Moody’s RMS has estimated that private market insured losses from Hurricane Otis will be between $2.5 billion and $4.5 billion.
According to the firm, this estimate represents insured losses associated primarily with wind damage in the Category 5 hurricane that made landfall in Acapulco, Mexico. The figures reflect property damage and business interruption losses to residential, commercial, industrial, and automobile lines of business, and also consider the potential for post-event loss amplification, inflationary trends, and non-modelled sources of loss, including infrastructure damage.
However, Moody’s RMS noted that the estimate does not include losses for any sovereign protection programs (Mexico’s FONDEN) due to this event, which includes both traditional (re)insurance and insurance-linked securities.

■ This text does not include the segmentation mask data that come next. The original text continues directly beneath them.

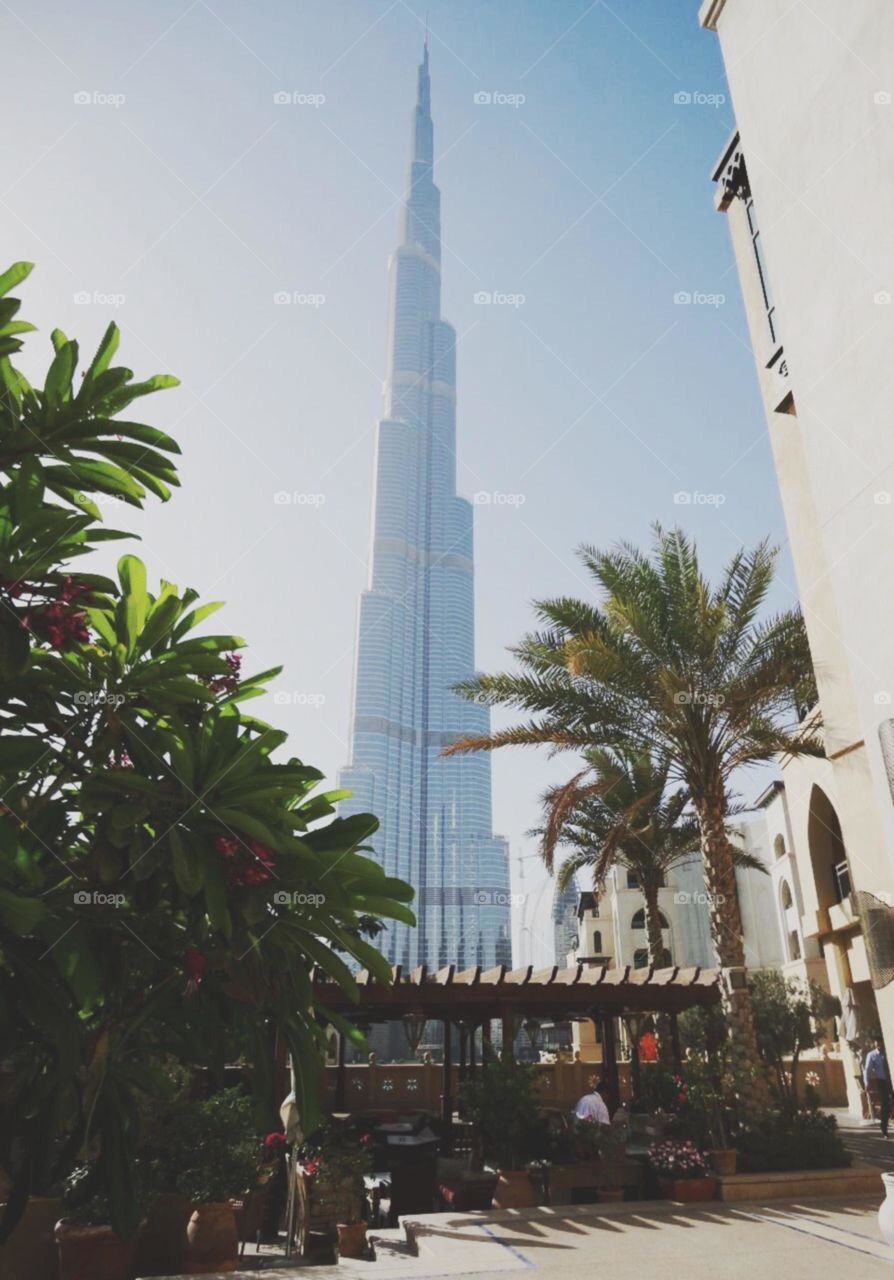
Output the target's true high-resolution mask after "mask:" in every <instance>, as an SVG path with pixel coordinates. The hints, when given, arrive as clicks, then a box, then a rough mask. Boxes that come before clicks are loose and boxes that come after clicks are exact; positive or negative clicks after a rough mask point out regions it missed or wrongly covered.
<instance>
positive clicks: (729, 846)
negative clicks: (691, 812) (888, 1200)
mask: <svg viewBox="0 0 894 1280" xmlns="http://www.w3.org/2000/svg"><path fill="white" fill-rule="evenodd" d="M694 806H695V813H697V815H698V824H699V828H701V835H702V859H703V863H704V879H706V883H707V890H708V915H710V920H711V936H712V940H713V950H715V955H716V957H717V965H719V968H720V970H721V993H722V997H721V998H722V1007H724V1015H725V1018H726V1027H727V1030H729V1038H730V1065H731V1068H733V1075H734V1079H735V1087H736V1093H738V1096H739V1102H740V1106H742V1111H743V1114H744V1116H745V1117H747V1119H758V1117H761V1116H762V1115H765V1114H766V1110H767V1107H768V1106H770V1087H768V1080H767V1074H766V1070H765V1066H763V1061H762V1059H761V1055H760V1052H758V1047H757V1036H756V1032H754V1016H753V1011H752V998H751V992H749V989H748V984H747V973H745V948H744V941H743V929H742V915H740V913H739V897H738V891H736V883H735V865H734V861H733V846H731V845H730V842H729V838H727V836H726V823H725V818H726V799H725V792H724V787H722V783H719V785H717V786H716V787H713V788H712V790H711V791H708V792H707V794H704V795H702V796H701V797H699V799H698V800H697V801H694Z"/></svg>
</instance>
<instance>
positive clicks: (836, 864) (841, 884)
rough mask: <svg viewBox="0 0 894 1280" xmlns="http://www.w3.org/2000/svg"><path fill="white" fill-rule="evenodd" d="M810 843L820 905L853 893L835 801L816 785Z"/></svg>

Jeff Waters, Staff Product Manager, North Atlantic Hurricane Models, Moody’s RMS, commented, “Major Hurricane Otis was an unprecedented event across multiple fronts. As a Category 5 storm with 165 mph sustained winds, it was the strongest landfalling hurricane on record in both the Acapulco region and Mexico as a whole, aided by a period of record rapid intensification in the 24 hours prior to landfall. Observational windspeed data – while limited – suggests a broad swath of exposure and population was affected by major hurricane-level wind gusts.”
Waters continued, “Prior to Otis, this region of Mexico had never experienced a Category 5 hurricane landfall, underscoring the importance of using catastrophe models to fill in gaps associated with the historical record, understand the events that haven’t happened yet but could, and the potential impacts on present-day exposure at-risk.”
Julie Serakos, Senior Vice President, Moody’s RMS, added, “In determining the overall damage estimates from this event, underinsurance is a common theme. Much of the damaged exposure is unlikely to be insured to the full value of the structure or insured at lower limits, especially in inland regions.
“We expect most of the insured losses to be driven by damage to coastal commercial and commercial residential exposure. Nevertheless, we expect Otis to be one of the costliest hurricanes in Mexico’s history from both an economic and insured loss perspective.”
Rajkiran Vojjala, Vice President, Model Development, Moody’s RMS, said, “The strongest winds from the event caused damage to a large stretch of modern, high-rise exposure along Acapulco Bay, including apartment complexes, hotels, and resorts.
“Aerial imagery and reconnaissance to date show that Otis caused some of the most incredible wind damage to modern-day high-rise structures we have ever seen, as observed winds well-exceeded prevalent design wind speeds for the region.
“While several tall buildings survived record gusts, thanks to well-designed structural systems in place for earthquake safety, their lightweight cladding and exterior that improves seismic performance, bore the brunt of high winds, and was destroyed.
“Recovery and reconstruction efforts could take years. During this time, we expect a high number of total constructive losses given the damage severity and complexity of repairs.”
Moody’s observed that wind losses from Otis are based on analysis of ensemble footprints and stochastic events in Moody’s RMS Version 23 North Atlantic Hurricane Models that “best reflect the characteristics and uncertainties of the event”, and using an internal Moody’s RMS industry exposure database for Mexico.